LESZNO
The county seat is about 80 km south of Poznań. The church is in ul. Kościelna in the centre of the city.
St. Nicholas Collegiate Church is Leszno’s main place of worship. The Roman Catholic St. Nicholas parish has been here a century and a half longer than the city of Leszno. Intitially, a small brick Gothic church stood here. This was transferred to the Unity of the Brethren after 1580. This church was destroyed by a fire in the city in 1656. The Catholics regained their temple in 1661 but declined to rebuild it due to the extent of the damage and the lack of funds.
Bp. Bogusław II Leszczyński funded a completely new temple, designed by Giovanni Catenazzi, after 1680. The building was completed in 1719. A new presbytery was added to a plan by Arnold Güldenpfennig from Paderborn in 1905-1907.
Until 1939, St. Nicholas Church was the only Catholic place of worship in the city. During the Nazi occupation, the church was available to Polish people until October 1941 when it served German Catholics.

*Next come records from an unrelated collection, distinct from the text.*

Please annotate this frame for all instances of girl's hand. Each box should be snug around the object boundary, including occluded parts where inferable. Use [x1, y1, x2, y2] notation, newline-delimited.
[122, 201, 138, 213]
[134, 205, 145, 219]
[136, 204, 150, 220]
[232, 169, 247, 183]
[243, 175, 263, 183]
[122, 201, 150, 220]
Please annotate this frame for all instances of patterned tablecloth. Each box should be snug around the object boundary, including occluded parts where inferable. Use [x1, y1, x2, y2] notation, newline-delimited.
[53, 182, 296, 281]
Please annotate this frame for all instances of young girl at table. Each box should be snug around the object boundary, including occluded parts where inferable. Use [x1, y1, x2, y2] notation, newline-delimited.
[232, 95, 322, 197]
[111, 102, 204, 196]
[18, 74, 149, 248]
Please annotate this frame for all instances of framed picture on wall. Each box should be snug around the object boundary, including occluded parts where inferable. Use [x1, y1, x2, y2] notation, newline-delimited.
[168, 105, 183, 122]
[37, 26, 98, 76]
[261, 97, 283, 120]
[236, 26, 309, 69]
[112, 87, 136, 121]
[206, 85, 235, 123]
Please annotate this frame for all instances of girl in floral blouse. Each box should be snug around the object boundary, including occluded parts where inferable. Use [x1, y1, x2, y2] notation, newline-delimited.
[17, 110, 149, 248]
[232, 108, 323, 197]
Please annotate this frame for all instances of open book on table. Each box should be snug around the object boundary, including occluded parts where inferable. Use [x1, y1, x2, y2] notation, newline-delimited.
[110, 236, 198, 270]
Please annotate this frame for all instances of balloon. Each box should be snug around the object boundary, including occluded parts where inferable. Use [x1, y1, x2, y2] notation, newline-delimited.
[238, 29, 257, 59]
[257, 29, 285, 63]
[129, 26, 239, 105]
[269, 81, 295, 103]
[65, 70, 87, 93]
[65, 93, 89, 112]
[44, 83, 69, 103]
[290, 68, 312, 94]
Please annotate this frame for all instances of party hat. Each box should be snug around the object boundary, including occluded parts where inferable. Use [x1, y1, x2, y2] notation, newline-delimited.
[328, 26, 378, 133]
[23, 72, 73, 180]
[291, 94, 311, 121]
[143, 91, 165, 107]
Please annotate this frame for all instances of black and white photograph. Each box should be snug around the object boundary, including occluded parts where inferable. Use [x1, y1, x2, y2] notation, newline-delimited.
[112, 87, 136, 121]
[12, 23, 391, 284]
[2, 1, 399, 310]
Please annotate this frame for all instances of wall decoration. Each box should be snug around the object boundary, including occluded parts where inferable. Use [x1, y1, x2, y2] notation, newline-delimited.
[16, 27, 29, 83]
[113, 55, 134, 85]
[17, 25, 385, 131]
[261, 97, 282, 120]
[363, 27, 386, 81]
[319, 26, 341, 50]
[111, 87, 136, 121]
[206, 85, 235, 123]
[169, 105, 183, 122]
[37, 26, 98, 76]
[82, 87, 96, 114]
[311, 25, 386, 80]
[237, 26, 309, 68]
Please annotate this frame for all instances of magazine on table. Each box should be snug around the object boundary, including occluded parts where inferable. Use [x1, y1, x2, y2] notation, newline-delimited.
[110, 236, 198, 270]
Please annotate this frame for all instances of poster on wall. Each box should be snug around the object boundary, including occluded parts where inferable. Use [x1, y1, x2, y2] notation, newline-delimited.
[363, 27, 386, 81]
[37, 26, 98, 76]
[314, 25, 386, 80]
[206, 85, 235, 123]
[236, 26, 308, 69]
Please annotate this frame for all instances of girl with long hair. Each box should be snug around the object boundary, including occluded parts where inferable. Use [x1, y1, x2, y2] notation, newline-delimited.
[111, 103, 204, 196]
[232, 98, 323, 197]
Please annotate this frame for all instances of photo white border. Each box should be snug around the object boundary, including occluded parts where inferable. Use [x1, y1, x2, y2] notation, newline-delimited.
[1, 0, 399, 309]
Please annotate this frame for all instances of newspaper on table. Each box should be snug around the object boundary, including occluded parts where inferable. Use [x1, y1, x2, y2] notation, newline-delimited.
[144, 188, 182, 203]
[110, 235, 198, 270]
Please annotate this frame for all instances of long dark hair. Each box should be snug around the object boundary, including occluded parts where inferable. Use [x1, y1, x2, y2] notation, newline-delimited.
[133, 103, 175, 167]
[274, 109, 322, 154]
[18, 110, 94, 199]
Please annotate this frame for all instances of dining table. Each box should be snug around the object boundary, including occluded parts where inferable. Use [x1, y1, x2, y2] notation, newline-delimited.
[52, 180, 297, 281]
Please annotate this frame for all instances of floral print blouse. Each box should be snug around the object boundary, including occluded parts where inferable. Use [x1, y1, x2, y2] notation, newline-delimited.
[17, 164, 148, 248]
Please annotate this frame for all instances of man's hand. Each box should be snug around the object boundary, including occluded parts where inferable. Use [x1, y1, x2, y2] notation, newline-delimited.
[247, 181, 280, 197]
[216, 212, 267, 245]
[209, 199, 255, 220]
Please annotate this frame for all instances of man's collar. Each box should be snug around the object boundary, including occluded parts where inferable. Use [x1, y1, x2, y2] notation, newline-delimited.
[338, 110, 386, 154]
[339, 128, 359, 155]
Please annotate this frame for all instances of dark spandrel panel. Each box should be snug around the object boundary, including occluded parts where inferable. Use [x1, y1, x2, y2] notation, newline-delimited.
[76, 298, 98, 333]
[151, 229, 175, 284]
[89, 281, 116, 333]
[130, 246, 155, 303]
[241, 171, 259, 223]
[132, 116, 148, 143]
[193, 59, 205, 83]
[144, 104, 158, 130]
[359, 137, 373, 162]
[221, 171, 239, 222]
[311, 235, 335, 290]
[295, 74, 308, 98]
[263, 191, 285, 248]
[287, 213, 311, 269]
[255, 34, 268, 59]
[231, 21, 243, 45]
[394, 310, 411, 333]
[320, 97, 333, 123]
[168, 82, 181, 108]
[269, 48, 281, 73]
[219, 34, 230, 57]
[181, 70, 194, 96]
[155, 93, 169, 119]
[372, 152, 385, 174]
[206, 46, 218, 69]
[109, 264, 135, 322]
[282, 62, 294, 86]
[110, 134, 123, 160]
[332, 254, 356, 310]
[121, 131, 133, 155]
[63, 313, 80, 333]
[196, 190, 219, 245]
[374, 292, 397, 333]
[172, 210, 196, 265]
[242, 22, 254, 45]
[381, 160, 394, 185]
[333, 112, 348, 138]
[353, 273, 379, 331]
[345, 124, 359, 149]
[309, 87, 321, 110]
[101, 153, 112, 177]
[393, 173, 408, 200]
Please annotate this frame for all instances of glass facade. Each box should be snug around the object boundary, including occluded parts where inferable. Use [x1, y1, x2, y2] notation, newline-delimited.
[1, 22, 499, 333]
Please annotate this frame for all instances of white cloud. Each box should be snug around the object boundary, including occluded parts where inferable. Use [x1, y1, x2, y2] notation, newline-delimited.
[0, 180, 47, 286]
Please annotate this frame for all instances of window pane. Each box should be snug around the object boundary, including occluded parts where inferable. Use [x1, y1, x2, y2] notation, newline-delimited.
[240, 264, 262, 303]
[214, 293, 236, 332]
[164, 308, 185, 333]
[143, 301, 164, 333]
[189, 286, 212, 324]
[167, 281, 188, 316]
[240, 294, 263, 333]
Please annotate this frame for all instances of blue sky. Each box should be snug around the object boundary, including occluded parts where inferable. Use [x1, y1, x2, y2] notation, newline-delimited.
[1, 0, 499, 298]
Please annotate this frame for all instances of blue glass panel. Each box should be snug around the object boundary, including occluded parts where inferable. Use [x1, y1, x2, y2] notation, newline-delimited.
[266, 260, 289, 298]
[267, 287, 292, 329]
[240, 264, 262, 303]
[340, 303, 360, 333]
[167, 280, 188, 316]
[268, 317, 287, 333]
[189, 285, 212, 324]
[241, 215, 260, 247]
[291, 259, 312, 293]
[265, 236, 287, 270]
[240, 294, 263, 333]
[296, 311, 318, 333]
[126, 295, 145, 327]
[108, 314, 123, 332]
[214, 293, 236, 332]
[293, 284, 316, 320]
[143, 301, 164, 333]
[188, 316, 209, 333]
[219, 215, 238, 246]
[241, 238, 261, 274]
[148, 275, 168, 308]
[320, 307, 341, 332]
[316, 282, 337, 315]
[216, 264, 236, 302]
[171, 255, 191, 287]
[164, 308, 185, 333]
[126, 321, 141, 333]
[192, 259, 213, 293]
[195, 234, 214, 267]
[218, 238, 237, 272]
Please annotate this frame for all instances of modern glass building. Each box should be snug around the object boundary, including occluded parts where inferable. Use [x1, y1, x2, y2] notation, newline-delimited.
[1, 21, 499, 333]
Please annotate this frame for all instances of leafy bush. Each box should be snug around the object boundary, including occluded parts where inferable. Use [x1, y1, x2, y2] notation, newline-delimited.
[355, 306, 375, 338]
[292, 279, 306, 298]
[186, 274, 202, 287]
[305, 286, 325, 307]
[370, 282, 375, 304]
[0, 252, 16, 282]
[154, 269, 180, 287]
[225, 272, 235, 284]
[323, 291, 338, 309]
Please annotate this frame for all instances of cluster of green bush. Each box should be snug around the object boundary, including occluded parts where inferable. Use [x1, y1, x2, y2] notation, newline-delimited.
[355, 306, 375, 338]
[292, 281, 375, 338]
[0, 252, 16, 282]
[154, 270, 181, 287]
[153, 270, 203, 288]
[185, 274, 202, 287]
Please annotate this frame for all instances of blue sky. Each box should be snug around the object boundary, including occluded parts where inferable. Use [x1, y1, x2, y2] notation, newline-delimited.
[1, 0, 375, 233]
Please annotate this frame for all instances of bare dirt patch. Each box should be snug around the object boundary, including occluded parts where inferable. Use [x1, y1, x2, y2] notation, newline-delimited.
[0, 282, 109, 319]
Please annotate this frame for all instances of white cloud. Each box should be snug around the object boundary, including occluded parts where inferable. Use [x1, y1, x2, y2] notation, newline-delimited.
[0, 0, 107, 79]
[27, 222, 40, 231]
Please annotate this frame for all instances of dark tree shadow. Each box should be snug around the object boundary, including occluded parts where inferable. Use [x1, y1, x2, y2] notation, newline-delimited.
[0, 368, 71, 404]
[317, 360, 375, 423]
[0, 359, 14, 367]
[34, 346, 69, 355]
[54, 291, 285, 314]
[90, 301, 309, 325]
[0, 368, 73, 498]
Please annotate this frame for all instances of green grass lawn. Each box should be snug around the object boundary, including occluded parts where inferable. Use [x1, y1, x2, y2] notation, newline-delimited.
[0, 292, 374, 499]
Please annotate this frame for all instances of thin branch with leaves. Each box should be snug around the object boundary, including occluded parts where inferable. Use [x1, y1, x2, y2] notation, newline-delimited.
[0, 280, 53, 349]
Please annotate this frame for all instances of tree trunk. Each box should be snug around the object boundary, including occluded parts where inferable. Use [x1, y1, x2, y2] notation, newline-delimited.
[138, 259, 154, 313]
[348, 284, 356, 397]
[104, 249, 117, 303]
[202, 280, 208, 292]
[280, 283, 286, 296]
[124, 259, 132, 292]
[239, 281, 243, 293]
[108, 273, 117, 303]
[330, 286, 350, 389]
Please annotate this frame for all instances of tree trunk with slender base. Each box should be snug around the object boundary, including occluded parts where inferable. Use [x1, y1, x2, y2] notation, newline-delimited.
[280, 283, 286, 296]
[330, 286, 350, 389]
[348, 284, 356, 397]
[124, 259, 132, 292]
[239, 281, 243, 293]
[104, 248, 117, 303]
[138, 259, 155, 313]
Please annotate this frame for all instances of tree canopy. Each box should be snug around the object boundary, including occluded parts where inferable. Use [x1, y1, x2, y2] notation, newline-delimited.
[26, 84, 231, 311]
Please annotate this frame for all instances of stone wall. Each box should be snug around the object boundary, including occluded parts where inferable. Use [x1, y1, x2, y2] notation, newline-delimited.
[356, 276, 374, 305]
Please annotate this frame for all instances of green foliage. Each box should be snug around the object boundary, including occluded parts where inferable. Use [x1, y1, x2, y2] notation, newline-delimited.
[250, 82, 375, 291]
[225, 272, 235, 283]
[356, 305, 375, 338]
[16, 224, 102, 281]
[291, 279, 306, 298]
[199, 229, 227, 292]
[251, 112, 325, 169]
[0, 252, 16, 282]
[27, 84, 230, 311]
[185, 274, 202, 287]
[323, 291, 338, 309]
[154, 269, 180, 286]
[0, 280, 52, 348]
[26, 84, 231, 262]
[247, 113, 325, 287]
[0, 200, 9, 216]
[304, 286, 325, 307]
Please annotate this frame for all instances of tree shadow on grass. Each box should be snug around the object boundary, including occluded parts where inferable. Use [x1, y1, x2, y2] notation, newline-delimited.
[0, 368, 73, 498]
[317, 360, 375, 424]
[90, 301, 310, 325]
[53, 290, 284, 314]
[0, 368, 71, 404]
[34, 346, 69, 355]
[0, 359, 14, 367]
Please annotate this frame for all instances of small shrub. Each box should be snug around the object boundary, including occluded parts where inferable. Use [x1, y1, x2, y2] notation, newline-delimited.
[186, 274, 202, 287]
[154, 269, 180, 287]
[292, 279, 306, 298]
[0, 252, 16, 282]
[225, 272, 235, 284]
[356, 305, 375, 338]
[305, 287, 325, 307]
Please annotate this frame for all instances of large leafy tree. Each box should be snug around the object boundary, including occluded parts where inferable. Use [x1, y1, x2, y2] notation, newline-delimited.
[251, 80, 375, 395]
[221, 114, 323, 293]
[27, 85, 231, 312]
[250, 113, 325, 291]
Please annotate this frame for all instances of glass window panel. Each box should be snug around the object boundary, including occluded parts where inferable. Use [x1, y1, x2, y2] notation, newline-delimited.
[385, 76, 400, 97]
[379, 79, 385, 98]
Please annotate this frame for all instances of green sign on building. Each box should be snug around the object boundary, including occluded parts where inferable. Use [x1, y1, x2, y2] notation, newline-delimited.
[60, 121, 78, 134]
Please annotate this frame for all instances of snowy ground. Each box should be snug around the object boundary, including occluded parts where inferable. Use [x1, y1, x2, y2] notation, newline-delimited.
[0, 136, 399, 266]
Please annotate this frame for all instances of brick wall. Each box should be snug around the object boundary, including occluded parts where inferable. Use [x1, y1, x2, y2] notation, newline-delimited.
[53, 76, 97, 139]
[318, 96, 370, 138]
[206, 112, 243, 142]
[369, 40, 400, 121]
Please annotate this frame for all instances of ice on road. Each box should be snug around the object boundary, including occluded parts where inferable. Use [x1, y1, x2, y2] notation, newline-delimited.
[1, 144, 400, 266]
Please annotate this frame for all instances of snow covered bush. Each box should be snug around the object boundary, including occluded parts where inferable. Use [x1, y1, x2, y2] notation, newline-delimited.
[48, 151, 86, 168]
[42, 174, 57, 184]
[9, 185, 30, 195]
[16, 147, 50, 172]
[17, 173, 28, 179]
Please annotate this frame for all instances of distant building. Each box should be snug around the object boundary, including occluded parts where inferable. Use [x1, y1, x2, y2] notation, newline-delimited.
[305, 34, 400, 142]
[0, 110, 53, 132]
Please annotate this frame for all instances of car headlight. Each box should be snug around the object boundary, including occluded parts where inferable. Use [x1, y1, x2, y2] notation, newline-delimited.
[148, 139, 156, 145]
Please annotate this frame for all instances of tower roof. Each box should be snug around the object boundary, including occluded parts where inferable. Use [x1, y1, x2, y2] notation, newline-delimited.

The roof of the temple was damaged by artillery shells in 1945. Conservation works were carried out in the 1950s and again in the early 1980s. The temple was elevated to collegiate status in 2000. The interior of the church was thoroughly renovated in 2007.
The nave of St. Nicholas Church has preserved its baroque decor and the presbytery its neo-baroque decor. The high altar dates from 1744 and has a painting by Aleksander Józef Sułkowski. The central panel has a painting of the Holy Trinity being worshipped by the Virgin Mary (Michelangelo Palloni). The pulpit is an outstanding work of woodcarving artistry made in the 1st half of the 18th century, probably in Silesia. A stucco sculpture of St. John of Nepomuk stands opposite this superb artistic form. The epitaph of the founders of the temple, Bogusław (d. 1691) and Rafał (d. 1703) Leszczyński, is one of the most beautiful baroque funerary monuments in Poland.
The church has 10 side altars from the late 17th century to the 1st half of the 18th. The Leszczyński family’s Wieniewa coat of arms hangs on the front of the choir organ. A marble pieta from a demolished chapel in Duszniki, Lower Silesia, was installed by the main entrance to the Chapel of Perpetual Adoration in 1973. The southern exterior wall of the church has epitaph plaques from the 17-19th centuries and commemorative plaques from the 20th.